The 2020 Secure Act also raised the RMD start age from 70½ to 72, giving account holders an additional 18 months to defer distributions. (Even though the RMD beginning age was raised to 72, qualified charitable distributions can still be done starting at age 70½, a strange mismatch that Congress should probably fix.)

By raising the required minimum distribution start age to 72, retirees don’t just enjoy another 18 months of tax deferral. They’ll also have another 18 months to convert part of their IRA to a Roth without worrying about those RMDs. If you convert part of an IRA to a Roth in a year when you’re taking RMDs, the sum converted counts as additional taxable income on top of the required distribution—and will potentially get taxed at a steep rate, making the conversion less appealing.

Coincidentally, the IRS is also updating the life expectancy tables used for determining RMDs, so the calculation starting in 2022 will reflect today’s longer life expectancy. For example, under the current Uniform Lifetime Table, a 72-year-old IRA owner uses a life expectancy of 25.6 years. If you divide 100 by that 25.6, you find that a 72-year-old must typically take a minimum distribution equal to 3.91% of his or her retirement account balance as of the prior year-end. The new calculation in 2022 raises the assumed life expectancy to 27.4 years, thus trimming the required withdrawal to 3.65%.

These two changes—raising the RMD age to 72 and revising the RMD tables to reflect longer life expectancy—result in a reduction in the sum that must be pulled from retirement accounts each year. That means retirees can leave larger amounts in their account as a financial backstop in case they enjoy an especially long life.

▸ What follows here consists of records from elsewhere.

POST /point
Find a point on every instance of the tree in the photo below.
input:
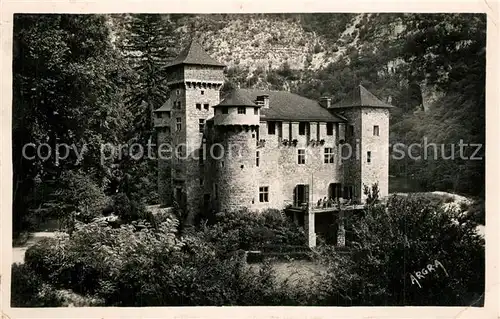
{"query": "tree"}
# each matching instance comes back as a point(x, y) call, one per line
point(67, 80)
point(392, 247)
point(149, 45)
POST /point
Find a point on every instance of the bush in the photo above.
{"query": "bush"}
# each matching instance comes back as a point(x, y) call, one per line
point(128, 210)
point(394, 241)
point(28, 289)
point(250, 231)
point(124, 267)
point(79, 193)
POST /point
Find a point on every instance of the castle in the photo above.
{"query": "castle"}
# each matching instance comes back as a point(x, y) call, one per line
point(265, 149)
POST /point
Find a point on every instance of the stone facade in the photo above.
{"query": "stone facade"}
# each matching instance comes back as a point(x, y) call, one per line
point(296, 162)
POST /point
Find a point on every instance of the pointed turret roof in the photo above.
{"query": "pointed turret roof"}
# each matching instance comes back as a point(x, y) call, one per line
point(237, 97)
point(360, 96)
point(195, 54)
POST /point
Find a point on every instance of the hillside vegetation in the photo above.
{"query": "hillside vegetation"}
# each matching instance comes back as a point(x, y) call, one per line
point(95, 79)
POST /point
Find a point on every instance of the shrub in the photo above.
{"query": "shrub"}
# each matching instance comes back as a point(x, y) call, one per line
point(317, 48)
point(394, 241)
point(128, 210)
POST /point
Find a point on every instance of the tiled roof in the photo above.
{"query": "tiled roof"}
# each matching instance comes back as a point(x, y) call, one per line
point(360, 96)
point(237, 98)
point(195, 54)
point(165, 107)
point(284, 105)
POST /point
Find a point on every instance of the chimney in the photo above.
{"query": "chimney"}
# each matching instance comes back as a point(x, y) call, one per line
point(325, 102)
point(263, 100)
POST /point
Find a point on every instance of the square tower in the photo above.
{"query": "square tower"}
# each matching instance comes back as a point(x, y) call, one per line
point(194, 80)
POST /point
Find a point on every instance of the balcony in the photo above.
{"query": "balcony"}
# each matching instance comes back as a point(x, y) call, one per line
point(320, 207)
point(161, 122)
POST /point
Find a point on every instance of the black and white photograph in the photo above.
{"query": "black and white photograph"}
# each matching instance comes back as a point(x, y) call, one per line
point(248, 159)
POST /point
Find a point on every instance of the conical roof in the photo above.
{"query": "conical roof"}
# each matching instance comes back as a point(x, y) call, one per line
point(360, 96)
point(237, 98)
point(195, 54)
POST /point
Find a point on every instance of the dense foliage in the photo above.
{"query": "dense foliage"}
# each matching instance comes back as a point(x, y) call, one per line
point(394, 241)
point(130, 266)
point(94, 79)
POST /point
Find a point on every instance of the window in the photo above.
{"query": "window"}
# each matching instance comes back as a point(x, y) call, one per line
point(271, 128)
point(201, 124)
point(301, 156)
point(329, 128)
point(178, 125)
point(329, 155)
point(264, 194)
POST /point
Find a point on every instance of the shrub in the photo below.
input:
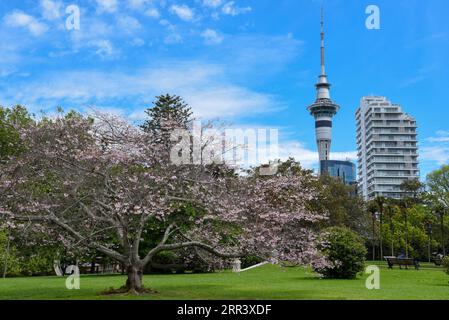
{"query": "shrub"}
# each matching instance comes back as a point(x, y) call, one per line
point(446, 264)
point(345, 253)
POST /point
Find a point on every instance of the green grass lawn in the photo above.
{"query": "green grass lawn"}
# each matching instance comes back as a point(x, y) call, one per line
point(268, 282)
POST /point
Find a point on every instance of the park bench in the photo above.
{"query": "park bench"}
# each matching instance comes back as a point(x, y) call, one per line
point(402, 262)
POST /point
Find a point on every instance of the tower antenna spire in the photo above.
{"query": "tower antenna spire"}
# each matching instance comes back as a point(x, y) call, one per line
point(323, 69)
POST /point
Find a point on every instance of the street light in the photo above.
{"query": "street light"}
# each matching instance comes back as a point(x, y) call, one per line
point(429, 232)
point(375, 216)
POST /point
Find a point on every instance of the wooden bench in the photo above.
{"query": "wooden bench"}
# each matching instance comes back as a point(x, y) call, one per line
point(402, 262)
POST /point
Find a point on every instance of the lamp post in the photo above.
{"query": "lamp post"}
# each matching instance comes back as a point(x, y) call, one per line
point(429, 232)
point(375, 216)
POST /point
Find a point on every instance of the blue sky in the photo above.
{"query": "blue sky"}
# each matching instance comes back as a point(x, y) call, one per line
point(252, 63)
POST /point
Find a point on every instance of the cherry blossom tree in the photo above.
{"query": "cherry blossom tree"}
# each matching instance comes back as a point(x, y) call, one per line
point(103, 184)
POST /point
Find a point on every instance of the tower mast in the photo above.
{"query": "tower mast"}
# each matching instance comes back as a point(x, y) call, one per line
point(323, 109)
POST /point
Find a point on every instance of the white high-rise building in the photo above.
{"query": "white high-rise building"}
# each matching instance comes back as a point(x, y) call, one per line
point(387, 148)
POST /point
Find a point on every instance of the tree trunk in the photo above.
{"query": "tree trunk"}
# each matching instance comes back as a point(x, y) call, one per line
point(134, 281)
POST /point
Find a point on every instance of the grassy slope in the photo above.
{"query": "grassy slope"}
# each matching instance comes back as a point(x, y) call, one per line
point(268, 282)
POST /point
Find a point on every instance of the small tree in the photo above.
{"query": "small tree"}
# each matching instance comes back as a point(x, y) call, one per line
point(345, 251)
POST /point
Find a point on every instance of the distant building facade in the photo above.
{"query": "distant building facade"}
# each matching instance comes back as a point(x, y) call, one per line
point(343, 170)
point(387, 148)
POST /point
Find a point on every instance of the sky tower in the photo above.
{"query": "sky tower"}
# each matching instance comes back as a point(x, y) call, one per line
point(324, 109)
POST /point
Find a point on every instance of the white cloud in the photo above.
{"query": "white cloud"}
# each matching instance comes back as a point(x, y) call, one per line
point(173, 38)
point(138, 4)
point(211, 36)
point(438, 148)
point(153, 13)
point(212, 3)
point(182, 11)
point(231, 9)
point(442, 136)
point(138, 42)
point(438, 154)
point(23, 20)
point(51, 10)
point(108, 6)
point(128, 24)
point(103, 48)
point(205, 87)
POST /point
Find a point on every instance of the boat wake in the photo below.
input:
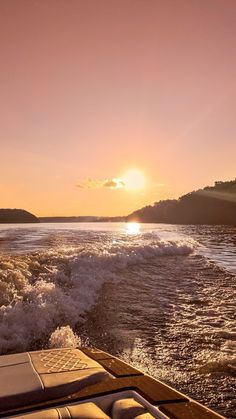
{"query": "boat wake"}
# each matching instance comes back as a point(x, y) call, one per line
point(42, 291)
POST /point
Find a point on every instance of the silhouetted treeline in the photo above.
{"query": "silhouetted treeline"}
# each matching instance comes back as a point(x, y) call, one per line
point(17, 216)
point(80, 219)
point(211, 205)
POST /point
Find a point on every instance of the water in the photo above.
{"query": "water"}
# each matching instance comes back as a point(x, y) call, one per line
point(161, 297)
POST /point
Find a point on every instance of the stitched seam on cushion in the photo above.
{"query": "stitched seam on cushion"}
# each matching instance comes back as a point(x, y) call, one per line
point(68, 411)
point(59, 413)
point(31, 362)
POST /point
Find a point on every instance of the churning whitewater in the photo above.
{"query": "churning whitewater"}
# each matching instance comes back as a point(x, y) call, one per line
point(161, 298)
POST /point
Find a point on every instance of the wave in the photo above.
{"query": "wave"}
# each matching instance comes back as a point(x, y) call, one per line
point(42, 291)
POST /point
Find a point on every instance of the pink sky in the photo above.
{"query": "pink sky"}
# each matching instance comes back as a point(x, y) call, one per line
point(92, 88)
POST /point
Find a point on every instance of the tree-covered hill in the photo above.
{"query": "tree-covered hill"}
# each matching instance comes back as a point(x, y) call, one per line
point(211, 205)
point(17, 216)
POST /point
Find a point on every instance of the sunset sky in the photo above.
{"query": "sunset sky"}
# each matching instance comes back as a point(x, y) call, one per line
point(92, 89)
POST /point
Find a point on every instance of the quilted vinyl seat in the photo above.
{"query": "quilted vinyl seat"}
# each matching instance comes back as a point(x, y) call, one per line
point(33, 377)
point(121, 409)
point(83, 411)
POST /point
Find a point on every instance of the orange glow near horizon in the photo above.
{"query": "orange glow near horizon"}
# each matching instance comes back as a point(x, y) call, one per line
point(107, 107)
point(133, 180)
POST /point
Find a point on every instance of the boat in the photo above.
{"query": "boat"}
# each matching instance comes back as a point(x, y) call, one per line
point(87, 383)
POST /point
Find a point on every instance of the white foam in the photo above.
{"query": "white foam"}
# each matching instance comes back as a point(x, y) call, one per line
point(43, 291)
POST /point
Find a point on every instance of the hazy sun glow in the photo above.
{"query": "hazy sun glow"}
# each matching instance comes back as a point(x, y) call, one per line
point(133, 179)
point(132, 228)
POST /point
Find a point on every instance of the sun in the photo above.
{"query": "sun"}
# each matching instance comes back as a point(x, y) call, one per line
point(133, 179)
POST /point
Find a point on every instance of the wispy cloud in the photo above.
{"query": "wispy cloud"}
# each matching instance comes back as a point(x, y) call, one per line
point(113, 183)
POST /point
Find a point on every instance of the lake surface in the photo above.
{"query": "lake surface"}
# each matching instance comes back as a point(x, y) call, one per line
point(161, 297)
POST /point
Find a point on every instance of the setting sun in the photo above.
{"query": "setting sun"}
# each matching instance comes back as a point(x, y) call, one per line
point(133, 179)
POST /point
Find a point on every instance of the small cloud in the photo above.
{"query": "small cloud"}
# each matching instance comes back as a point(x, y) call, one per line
point(114, 183)
point(89, 183)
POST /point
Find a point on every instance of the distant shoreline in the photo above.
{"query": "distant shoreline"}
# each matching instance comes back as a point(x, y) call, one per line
point(212, 205)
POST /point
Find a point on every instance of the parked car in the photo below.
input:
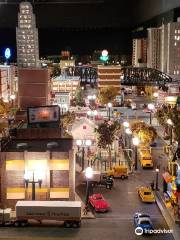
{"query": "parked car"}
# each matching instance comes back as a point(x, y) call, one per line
point(146, 194)
point(118, 172)
point(143, 221)
point(133, 106)
point(107, 181)
point(154, 144)
point(98, 202)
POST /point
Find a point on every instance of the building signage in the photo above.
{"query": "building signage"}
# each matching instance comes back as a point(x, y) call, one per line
point(43, 114)
point(7, 53)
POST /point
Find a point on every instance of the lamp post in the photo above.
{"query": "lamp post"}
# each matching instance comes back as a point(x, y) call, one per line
point(126, 125)
point(92, 113)
point(129, 133)
point(91, 98)
point(170, 123)
point(89, 175)
point(83, 144)
point(12, 97)
point(157, 178)
point(136, 142)
point(150, 107)
point(109, 110)
point(33, 182)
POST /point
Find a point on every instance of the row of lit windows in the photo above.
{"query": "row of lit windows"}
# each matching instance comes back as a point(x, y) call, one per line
point(177, 31)
point(25, 21)
point(25, 16)
point(24, 6)
point(176, 72)
point(27, 32)
point(25, 12)
point(25, 26)
point(177, 38)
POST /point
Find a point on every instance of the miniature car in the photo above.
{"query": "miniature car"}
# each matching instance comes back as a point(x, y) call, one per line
point(154, 144)
point(98, 202)
point(143, 220)
point(146, 194)
point(107, 181)
point(118, 172)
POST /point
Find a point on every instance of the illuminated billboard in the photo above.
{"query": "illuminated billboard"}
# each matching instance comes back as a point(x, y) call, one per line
point(43, 114)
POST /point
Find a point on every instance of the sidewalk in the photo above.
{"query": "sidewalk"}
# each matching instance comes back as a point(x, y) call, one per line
point(168, 216)
point(89, 214)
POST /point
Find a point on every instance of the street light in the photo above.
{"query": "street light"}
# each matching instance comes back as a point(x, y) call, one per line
point(83, 144)
point(136, 142)
point(157, 178)
point(156, 94)
point(109, 110)
point(128, 132)
point(92, 113)
point(126, 124)
point(27, 177)
point(170, 123)
point(89, 175)
point(150, 107)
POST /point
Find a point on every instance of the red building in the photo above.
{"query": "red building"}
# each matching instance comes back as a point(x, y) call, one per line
point(34, 87)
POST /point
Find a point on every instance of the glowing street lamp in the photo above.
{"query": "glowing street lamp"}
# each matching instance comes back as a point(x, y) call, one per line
point(151, 108)
point(27, 177)
point(88, 175)
point(83, 144)
point(129, 133)
point(170, 123)
point(156, 94)
point(136, 142)
point(109, 110)
point(157, 178)
point(126, 124)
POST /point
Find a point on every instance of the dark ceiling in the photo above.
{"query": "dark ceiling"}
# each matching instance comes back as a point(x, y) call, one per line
point(72, 13)
point(86, 13)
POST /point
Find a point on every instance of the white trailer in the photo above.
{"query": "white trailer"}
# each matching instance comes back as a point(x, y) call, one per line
point(67, 211)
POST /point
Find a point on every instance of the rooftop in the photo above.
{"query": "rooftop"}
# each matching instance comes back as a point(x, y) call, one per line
point(54, 145)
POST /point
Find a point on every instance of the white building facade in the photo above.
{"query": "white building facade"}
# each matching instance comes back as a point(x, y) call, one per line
point(27, 37)
point(173, 51)
point(139, 56)
point(154, 48)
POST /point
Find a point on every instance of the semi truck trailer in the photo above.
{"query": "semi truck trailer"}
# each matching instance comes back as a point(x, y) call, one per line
point(67, 211)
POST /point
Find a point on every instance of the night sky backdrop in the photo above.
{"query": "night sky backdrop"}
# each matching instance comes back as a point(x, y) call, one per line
point(83, 25)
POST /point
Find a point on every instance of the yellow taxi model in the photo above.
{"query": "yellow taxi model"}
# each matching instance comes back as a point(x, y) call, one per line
point(118, 172)
point(146, 194)
point(145, 158)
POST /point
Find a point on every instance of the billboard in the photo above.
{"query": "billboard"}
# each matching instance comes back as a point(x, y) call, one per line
point(43, 114)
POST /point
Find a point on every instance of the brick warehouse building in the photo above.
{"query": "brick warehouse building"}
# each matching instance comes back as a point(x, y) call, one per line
point(48, 156)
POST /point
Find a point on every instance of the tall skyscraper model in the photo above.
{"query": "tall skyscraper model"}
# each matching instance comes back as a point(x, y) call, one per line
point(27, 37)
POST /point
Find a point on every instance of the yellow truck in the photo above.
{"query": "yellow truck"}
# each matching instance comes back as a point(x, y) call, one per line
point(118, 172)
point(145, 158)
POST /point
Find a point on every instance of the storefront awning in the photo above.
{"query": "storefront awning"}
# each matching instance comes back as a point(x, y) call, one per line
point(167, 177)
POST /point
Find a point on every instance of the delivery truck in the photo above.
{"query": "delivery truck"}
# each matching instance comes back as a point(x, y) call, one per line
point(67, 211)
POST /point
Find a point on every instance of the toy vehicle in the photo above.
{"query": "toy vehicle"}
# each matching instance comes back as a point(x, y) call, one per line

What’s next? There’s already bipartisan talk of raising the RMD age again, this time to 75, and potentially exempting IRAs worth $100,000 or less from the RMD rules. Congress has been very good at minor tweaks. What about bigger issues? The politicians haven’t been quite so good at those. Almost nothing has been done to address Social Security’s long-term funding issues, which will loom large a decade or so from now.